Ospedale di Ivrea, la risonanza magnetica dovrà attendere ancora. Avetta (PD): “Aspettando il nuovo ospedale, non possiamo lasciar cadere a pezzi quello attuale”.

Question time del Avetta di consiglio regionale

Il consigliere regionale Alberto Avetta: “Opportuno audire in IV Commissione Cabina di Regia ed Health Technology Assessment (HTA)”. Presentata anche un’Interpellanza sulle attività manutentive pianificate ma non ancora realizzate: “Aspettando il nuovo ospedale, non possiamo lasciar cadere a pezzi quello attuale”.

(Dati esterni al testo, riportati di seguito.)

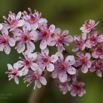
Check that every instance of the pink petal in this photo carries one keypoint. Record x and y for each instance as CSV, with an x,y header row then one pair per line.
x,y
94,54
34,35
99,73
65,32
20,48
53,58
9,66
60,55
43,44
34,66
24,71
88,56
70,59
4,31
1,47
20,23
30,46
37,83
89,64
73,93
11,42
43,80
80,54
34,26
50,67
7,49
68,39
52,28
63,77
18,15
75,48
51,42
77,63
1,26
57,31
26,27
84,69
71,70
84,35
16,80
45,51
60,48
88,44
100,38
42,20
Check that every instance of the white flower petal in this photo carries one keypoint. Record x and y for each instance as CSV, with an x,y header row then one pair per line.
x,y
60,55
63,77
34,35
30,46
9,66
11,42
50,67
16,80
20,48
43,80
45,51
34,66
7,49
54,58
70,59
43,44
71,70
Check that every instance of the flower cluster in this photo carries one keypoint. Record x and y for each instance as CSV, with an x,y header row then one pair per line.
x,y
23,30
90,49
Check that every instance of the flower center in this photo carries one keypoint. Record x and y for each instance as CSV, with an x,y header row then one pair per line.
x,y
62,67
99,50
27,62
60,39
92,39
25,37
98,65
45,34
83,61
12,22
32,18
4,40
45,60
34,77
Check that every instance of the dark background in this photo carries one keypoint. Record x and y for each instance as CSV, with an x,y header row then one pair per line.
x,y
64,14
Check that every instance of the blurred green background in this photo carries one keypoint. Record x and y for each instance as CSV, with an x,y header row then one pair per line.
x,y
64,14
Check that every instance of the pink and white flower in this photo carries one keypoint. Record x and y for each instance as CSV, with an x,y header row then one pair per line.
x,y
62,38
35,76
28,62
5,41
34,19
14,72
84,61
88,26
14,21
45,35
98,51
46,61
64,67
93,39
64,87
80,42
25,37
97,65
77,88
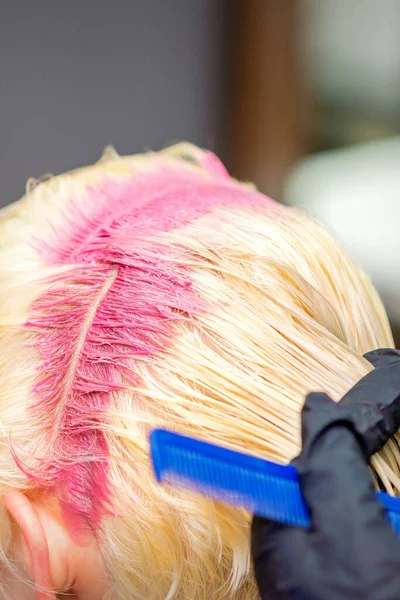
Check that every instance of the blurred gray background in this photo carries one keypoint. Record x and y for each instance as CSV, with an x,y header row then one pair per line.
x,y
301,97
76,76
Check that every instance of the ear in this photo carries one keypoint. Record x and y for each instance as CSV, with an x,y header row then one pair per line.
x,y
34,542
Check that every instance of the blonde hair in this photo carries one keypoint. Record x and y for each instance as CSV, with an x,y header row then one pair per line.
x,y
254,306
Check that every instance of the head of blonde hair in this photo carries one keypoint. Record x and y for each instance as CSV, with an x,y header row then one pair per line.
x,y
150,291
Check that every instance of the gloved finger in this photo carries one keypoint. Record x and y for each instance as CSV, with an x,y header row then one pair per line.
x,y
277,552
337,487
374,402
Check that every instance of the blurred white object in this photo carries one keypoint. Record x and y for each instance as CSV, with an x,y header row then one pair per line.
x,y
355,193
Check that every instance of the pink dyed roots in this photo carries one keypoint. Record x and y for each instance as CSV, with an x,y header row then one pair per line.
x,y
117,302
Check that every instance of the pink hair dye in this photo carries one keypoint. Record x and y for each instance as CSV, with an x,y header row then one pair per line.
x,y
117,300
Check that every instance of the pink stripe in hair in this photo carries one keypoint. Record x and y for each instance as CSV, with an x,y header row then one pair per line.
x,y
117,300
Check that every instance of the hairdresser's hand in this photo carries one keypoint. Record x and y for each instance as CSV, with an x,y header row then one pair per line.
x,y
350,552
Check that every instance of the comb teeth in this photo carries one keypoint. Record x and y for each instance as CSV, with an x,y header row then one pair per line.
x,y
260,486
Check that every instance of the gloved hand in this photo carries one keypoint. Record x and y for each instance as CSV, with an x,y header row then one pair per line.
x,y
351,551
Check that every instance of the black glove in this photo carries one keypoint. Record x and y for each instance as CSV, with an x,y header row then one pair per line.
x,y
351,551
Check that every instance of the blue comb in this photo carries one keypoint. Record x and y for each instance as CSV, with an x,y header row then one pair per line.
x,y
260,486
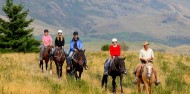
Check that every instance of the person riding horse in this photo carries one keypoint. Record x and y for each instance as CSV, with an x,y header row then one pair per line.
x,y
75,45
115,51
146,55
46,41
59,42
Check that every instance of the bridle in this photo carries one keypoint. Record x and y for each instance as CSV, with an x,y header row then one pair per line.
x,y
76,59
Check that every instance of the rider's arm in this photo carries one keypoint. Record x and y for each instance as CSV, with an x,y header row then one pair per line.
x,y
141,57
152,56
111,51
55,41
43,40
80,46
63,44
119,48
50,41
71,45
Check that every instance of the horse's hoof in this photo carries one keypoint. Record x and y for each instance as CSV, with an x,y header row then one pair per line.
x,y
50,72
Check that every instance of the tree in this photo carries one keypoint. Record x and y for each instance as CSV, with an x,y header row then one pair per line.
x,y
15,35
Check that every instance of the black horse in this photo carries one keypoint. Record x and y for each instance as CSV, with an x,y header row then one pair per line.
x,y
116,69
46,57
59,58
76,65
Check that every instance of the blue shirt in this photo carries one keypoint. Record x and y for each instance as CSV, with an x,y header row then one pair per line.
x,y
79,44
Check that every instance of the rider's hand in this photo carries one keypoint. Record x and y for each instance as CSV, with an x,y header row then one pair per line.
x,y
113,57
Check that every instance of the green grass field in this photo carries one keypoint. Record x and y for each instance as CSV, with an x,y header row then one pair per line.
x,y
20,74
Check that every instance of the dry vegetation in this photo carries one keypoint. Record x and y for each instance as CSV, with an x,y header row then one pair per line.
x,y
20,74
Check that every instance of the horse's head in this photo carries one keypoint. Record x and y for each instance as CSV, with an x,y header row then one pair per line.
x,y
149,68
58,54
79,57
120,64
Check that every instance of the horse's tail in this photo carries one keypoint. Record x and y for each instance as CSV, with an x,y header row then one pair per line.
x,y
104,80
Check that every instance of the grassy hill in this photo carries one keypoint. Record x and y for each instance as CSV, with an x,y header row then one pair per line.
x,y
20,74
161,21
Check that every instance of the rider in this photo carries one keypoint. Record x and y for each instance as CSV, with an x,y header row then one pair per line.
x,y
146,55
115,50
75,45
46,41
60,41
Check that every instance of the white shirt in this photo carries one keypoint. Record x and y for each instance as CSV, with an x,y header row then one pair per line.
x,y
146,54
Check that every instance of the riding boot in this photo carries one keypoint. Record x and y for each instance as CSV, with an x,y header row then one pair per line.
x,y
85,65
68,63
137,75
157,82
106,66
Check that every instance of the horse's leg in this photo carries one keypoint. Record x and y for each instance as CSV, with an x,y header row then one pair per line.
x,y
51,67
41,62
76,75
104,81
113,84
121,78
57,68
61,69
146,87
46,64
138,85
150,89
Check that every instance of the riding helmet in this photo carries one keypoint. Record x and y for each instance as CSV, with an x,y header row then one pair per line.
x,y
45,30
75,33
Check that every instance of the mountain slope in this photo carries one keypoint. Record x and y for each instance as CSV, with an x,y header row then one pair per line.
x,y
155,20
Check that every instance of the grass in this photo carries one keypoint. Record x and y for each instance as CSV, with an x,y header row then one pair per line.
x,y
20,74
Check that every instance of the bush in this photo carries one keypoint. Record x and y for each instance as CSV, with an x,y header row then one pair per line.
x,y
105,47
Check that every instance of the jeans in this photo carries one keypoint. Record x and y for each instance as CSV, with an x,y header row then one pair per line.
x,y
69,57
41,52
106,66
53,50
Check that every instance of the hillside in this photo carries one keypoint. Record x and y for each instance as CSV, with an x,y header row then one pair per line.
x,y
20,74
162,21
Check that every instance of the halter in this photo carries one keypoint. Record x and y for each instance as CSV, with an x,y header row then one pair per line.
x,y
76,59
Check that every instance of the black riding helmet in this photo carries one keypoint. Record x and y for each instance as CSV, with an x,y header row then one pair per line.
x,y
75,33
45,30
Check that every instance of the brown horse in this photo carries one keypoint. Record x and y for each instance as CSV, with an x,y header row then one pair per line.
x,y
46,57
59,59
77,62
147,78
116,69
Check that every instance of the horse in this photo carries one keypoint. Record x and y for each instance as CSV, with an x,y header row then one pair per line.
x,y
76,65
59,58
116,69
147,78
46,57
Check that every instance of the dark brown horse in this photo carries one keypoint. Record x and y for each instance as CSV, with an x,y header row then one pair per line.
x,y
46,57
116,69
77,64
59,59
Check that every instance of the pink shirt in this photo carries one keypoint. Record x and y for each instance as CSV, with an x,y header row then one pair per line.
x,y
47,40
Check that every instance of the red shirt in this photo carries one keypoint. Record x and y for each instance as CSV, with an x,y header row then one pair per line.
x,y
115,51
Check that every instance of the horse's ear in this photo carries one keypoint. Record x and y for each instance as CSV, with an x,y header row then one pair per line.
x,y
124,58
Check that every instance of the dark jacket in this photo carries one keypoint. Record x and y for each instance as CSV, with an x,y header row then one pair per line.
x,y
59,43
78,44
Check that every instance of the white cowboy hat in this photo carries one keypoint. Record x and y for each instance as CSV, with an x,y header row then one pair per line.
x,y
114,40
145,43
60,31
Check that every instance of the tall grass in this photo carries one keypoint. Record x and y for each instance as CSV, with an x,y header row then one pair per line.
x,y
20,74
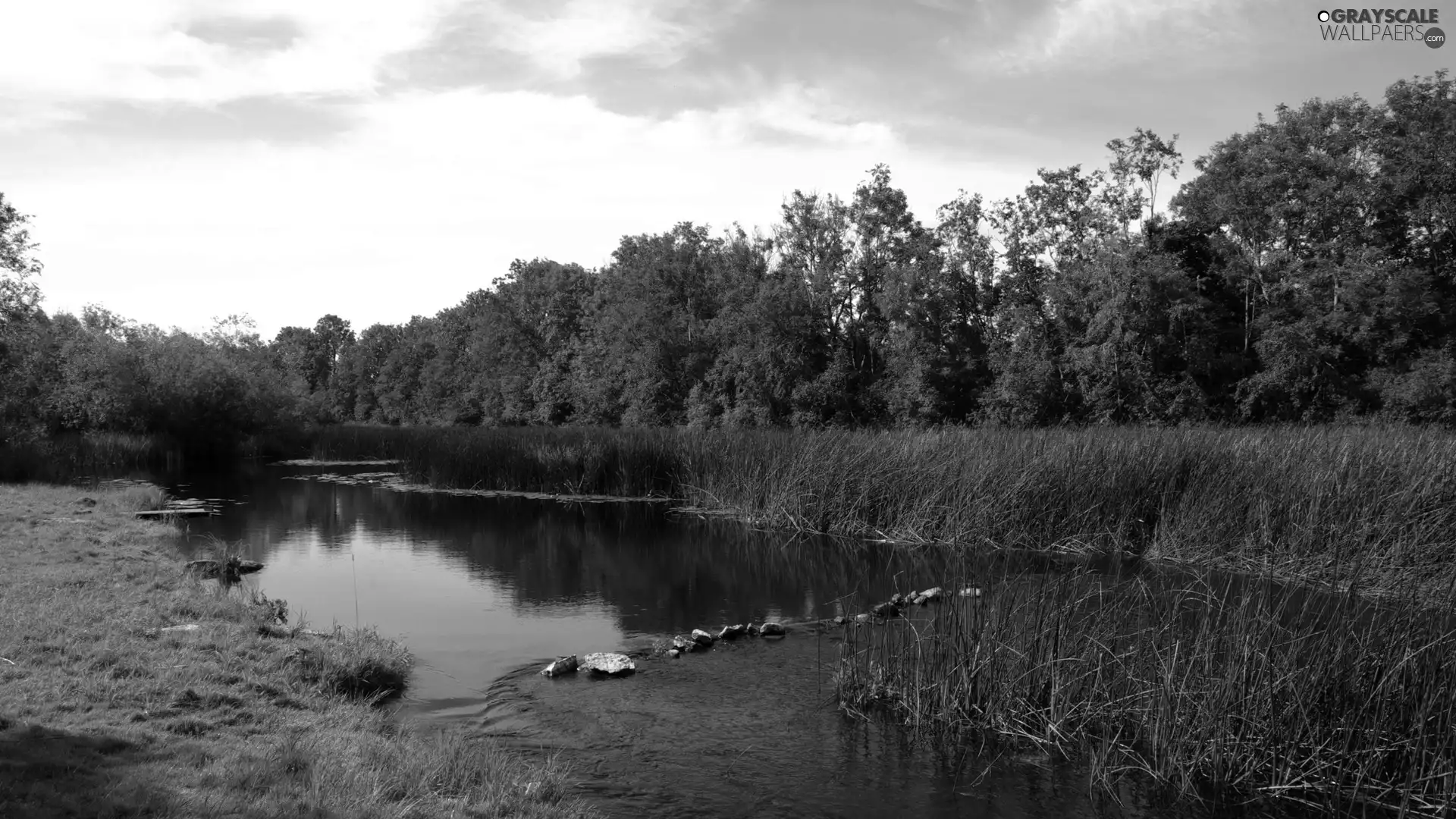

Ancora niente risonanza magnetica

«L’ospedale di Ivrea dovrà ancora attendere per poter finalmente disporre della RMN (risonanza magnetica nucleare). Lo ha comunicato l’assessore regionale alla Sanità Luigi Icardi, rispondendo oggi in Aula al mio Question Time, chiarendo che è in corso un lavoro di approfondimento, da parte di un apposito tavolo regionale, sui criteri di appropriatezza allocativa delle attrezzature tecnologiche innovative. A questo punto, credo sia opportuno audire in Commissione sanità la Cabina di Regia e l’Health Technology Assessment (HTA) regionale per avere chiarimenti sui tempi e sui criteri di valutazione» lo afferma il consigliere regionale Alberto Avetta (Pd), a margine del dibattito in Consiglio regionale sul Question Time relativo alla RMN dell’ospedale di Ivrea.

Unico nell’Asl To4

«Il nostro ospedale è l’unico presidio “spoke” della AslTO4 ancora privo di questo importante strumento diagnostico, nonostante sia anche Polo Ontologico (con tanto di breast unit, centro di intervento per i tumori del colon retto e stomaco, Ambulatorio di Oncologia Pediatrica e Struttura Complessa di onco-ematologia) – spiega Alberto Avetta – Nel 2018 sono state prescritte ed inviate ad altri presidi 7.062 RMN nel Distretto di Ivrea, e 5.056 RMN nel contiguo distretto di Cuorgnè. La richiesta inoltrata nel 2019 dalla Direzione dell’AslTO4 all’HTA non ha ancora ricevuto risposta. Stiamo parlando di un macchinario importante, certo, ma nulla di avveniristico, anzi, direi abbastanza routinario. L’appropriatezza diagnostica è fondamentale, ma credo si debba accorciare i tempi degli iter valutativi e giungere quanto prima a una decisione. Pertanto, un confronto in IV Commissione con i componenti dell’HTA potrebbe risultare assai utile». «Inoltre, proprio oggi ho presentato un’Interpellanza relativa ai numerosi interventi di manutenzione attesi dall’ospedale di Ivrea-aggiunge il consigliere regionale Alberto AVETTA-si tratta di attività manutentive sempre più necessarie e che risultano ancor più urgenti a fronte della gestione della pandemia». A titolo di esempio: sala di Radiologia tradizionale all’interno del DEA con percorsi covid-19 dedicati; messa in operatività del DEA covid-19-free con percorsi dedicati e area ambulatoriale per attività come allergologia, pneumologia, dietetica e nutrizione; reparto unico di Terapia Intensiva e Sub-intensiva (RIA -UTIC) 20 posti letto; percorsi covid-19 dedicati e realizzazione passerella esterna al reparto; nuova zona ambulatoriale e sala attesa per l’Ortopedia con percorsi covid-19 dedicati; struttura esterna vetrata destinata ad ampliare le sale di attesa per la gestione covid-19 (con particolare beneficio per L’Ostetricia e la Ginecologia e le relative terapie integrate sul benessere psicofisico).

Umanizzazione

«Molti reparti dell’ospedale necessitano di urgenti interventi di “umanizzazione” – conclude il consigliere Alberto Avetta – basta pensare al fatto che in alcuni piani le stanze di degenza non sono dotate di servizi igienici attigui e quelli “comuni” non garantiscono più il decoro necessario per pazienti e operatori sanitari. In attesa che veda la luce il nuovo ospedale di Ivrea, non può certo essere abbassato il livello di manutenzione e di dotazione tecnologica di quello attuale. Bisogna fissare dei punti fermi, anche per non perdere capacità di attrazione e mettere gli operatori sanitari in condizione di lavorare in sicurezza. Pertanto, ho chiesto alla Giunta di chiarire quali interventi manutentivi si pensa di concretizzare e con quali tempi».